IN THE MOST COMPREHENSIVE look at Takao Tanabe’s prints to date, the painter and master printmaker’s woodblock prints are being exhibited together for the first time, along with dozens of other works at the Surrey Art Gallery.
“No other Canadian artist has produced woodblocks of this scale and quality,” says Ian Thom, the guest curator behind the Takao Tanabe: Printmaker exhibition. “Tanabe was always willing to push the boundaries.”
The works exhibited span Tanabe’s career, from 1948 linocuts to landscape prints done just last year, totalling over 60 pieces. The works were compiled from the collections of the Kelowna Art Gallery, the Vancouver Art Gallery, and the Winnipeg Art Gallery. This iteration of the exhibition also features pieces from the Surrey Art Gallery’s permanent collection.
Tanabe was born in Seal Cove, B.C. in 1926, but was displaced during the Second World War, along with 22,000 other Japanese Canadians sent to internment camps by the Canadian government, according to the Art Canada Institute. Years and a few manual labour jobs later, Tanabe signed up for a sign-painting class at the Winnipeg School of Art. He went on to study at the Brooklyn Museum Art School before returning to B.C. to continue his career in art.
Tanabe has developed a distinct style in both painting and printmaking over the years. He is most known for his geometric and abstract pieces, and his West Coast landscapes that capture the serene beauty of the sky and the water—and his unique merging of the two.
“His earlier more abstract prints are amongst the most challenging in Canadian art,” says Thom, “and the later landscape prints are amongst the most brilliant images in Canadian printmaking.

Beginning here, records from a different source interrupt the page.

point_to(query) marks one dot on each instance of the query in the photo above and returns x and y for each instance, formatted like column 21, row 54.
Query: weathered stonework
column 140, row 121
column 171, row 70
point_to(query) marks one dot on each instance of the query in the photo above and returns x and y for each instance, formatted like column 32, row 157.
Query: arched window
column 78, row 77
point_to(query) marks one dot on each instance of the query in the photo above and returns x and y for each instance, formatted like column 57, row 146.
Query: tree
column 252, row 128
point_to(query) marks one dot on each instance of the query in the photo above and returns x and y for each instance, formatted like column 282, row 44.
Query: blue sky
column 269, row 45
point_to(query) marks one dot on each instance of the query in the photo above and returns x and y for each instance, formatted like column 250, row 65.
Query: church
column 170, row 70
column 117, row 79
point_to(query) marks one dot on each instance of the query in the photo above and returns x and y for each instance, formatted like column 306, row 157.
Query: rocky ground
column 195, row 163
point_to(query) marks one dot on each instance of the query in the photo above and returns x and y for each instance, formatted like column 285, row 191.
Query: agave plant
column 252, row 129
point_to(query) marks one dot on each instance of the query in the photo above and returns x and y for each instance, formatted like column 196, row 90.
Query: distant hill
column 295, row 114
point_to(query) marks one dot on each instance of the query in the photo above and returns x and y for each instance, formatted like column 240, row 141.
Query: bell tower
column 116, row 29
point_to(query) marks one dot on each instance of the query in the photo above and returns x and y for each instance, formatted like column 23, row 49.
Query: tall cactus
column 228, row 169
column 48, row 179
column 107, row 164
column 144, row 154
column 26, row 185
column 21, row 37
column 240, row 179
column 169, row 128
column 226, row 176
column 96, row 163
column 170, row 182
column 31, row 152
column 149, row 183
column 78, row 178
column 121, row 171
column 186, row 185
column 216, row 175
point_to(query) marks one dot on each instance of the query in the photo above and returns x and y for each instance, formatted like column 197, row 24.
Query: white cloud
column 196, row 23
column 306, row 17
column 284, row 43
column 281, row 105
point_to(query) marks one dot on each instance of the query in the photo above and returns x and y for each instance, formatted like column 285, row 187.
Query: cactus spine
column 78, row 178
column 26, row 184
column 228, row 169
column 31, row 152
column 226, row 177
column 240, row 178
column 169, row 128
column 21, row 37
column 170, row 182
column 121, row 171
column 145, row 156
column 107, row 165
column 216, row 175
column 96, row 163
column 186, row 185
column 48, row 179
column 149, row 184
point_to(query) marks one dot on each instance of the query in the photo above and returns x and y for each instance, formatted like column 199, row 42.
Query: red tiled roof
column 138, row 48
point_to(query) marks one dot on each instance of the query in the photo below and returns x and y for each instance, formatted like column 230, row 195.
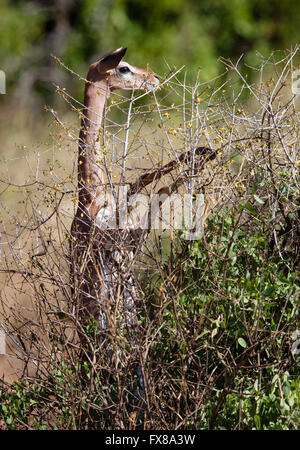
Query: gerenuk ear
column 111, row 60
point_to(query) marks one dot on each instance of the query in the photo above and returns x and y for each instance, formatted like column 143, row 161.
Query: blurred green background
column 194, row 33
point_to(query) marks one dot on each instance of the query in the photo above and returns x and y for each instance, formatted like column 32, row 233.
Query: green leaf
column 258, row 199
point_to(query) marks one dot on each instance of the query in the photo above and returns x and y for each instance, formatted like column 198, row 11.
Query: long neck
column 90, row 172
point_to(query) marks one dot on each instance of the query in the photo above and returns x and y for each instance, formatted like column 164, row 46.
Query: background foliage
column 184, row 32
column 220, row 312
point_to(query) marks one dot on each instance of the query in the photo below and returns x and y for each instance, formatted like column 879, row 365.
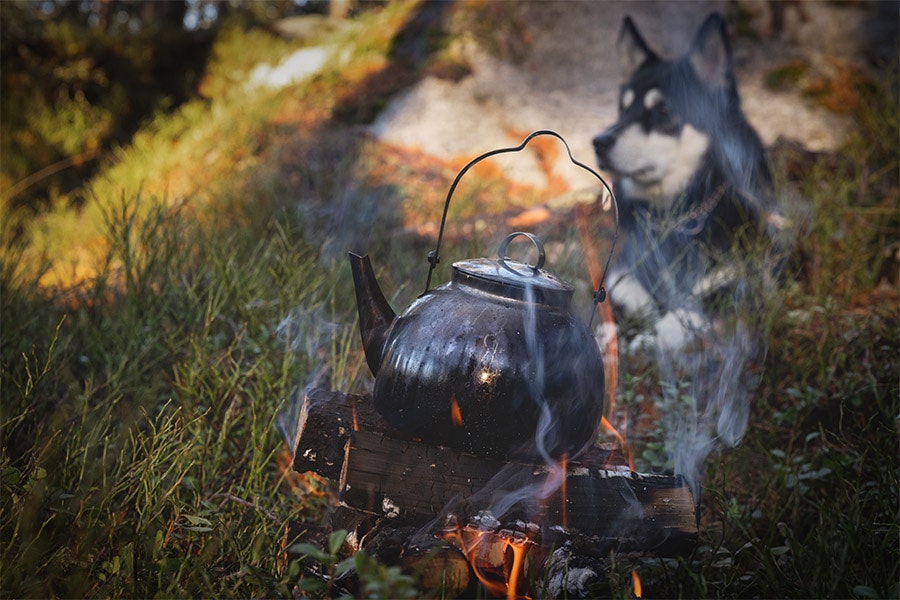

He is a painter and printmaker of the first order.”
A large series of woodblock prints Tanabe did in collaboration with Masato Arikushi, a Japanese block cutter and printer, exemplifies this for Thom: “His collaboration with Arikushi was truly extraordinary.”
Other featured works include Prairie Storm, a landscape that incorporates ink hand-brushing techniques, and a series of later prints that only exist as single copies, but were extremely challenging to print, Thom explains.